I tried out shutdown() a bit and also skimmed through this page: ray/starting-ray.rst at 35ec91c4e04c67adc7123aa8461cf50923a316b4 · ray-project/ray · GitHub

So far it does not serve my use case well: I used ray.shutdown() at the beginning before init(), but then I still ran into the issue of “ValueError: The name Gserver is already taken”, b/c the stale processes are still there. What did I miss?

Also, according to the inline comments here (ray/worker.py at 9a93dd9682a216d2028db8edb60ff1485f653721 · ray-project/ray · GitHub), shutdown() happens automatically when a python instance finishes. if that is the case then why do we want to explicitly call it?

Hmm, can you provide a simple script as an example for me to better understand what you’re trying to do?

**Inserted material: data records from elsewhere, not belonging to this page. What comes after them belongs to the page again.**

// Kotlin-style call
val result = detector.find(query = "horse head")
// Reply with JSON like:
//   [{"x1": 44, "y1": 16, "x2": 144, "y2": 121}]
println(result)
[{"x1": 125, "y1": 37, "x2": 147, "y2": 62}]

Thanks Richard. Here is a simple example. Inside the script, we start two services, and then a client that connects to these two services.

    os.system("ray stop")
    time.sleep(2)
    os.system("ray start --head")

    ray.init("auto")

    svr1 = GraphServer.options(name="Gserver", lifetime="detached").remote(0)
    svr2 = GraphServer.options(name="Gserver2", lifetime="detached").remote(1)
    future1 = svr1.serve.remote()
    future2 = svr2.serve.remote()

    client = Network.remote(args, 0)
    client2 = Network.remote(args, 1)

    ray.get([client.train.remote(), client2.train.remote()])

     ...
    
    ray.shutdown()
    ray.kill(svr1)
    ray.kill(svr2)

Normally, when everything goes well, this is a clean and solid paradigm. In my use case though, when it is in continuous integration run, new code breaks (let us say due to bug). That is, for some reason either server1 or server2 crashes (or client crashes), then those clean up code at the end never get a chance to execute, leaving stale actor remain active in the ray cluster. The same situation occurs if one uses this script in dev mode to repeat crashes and debugging.

Now I am doing a ray stop then start first every time it runs. This workaround only works in single machine cluster mode I guess.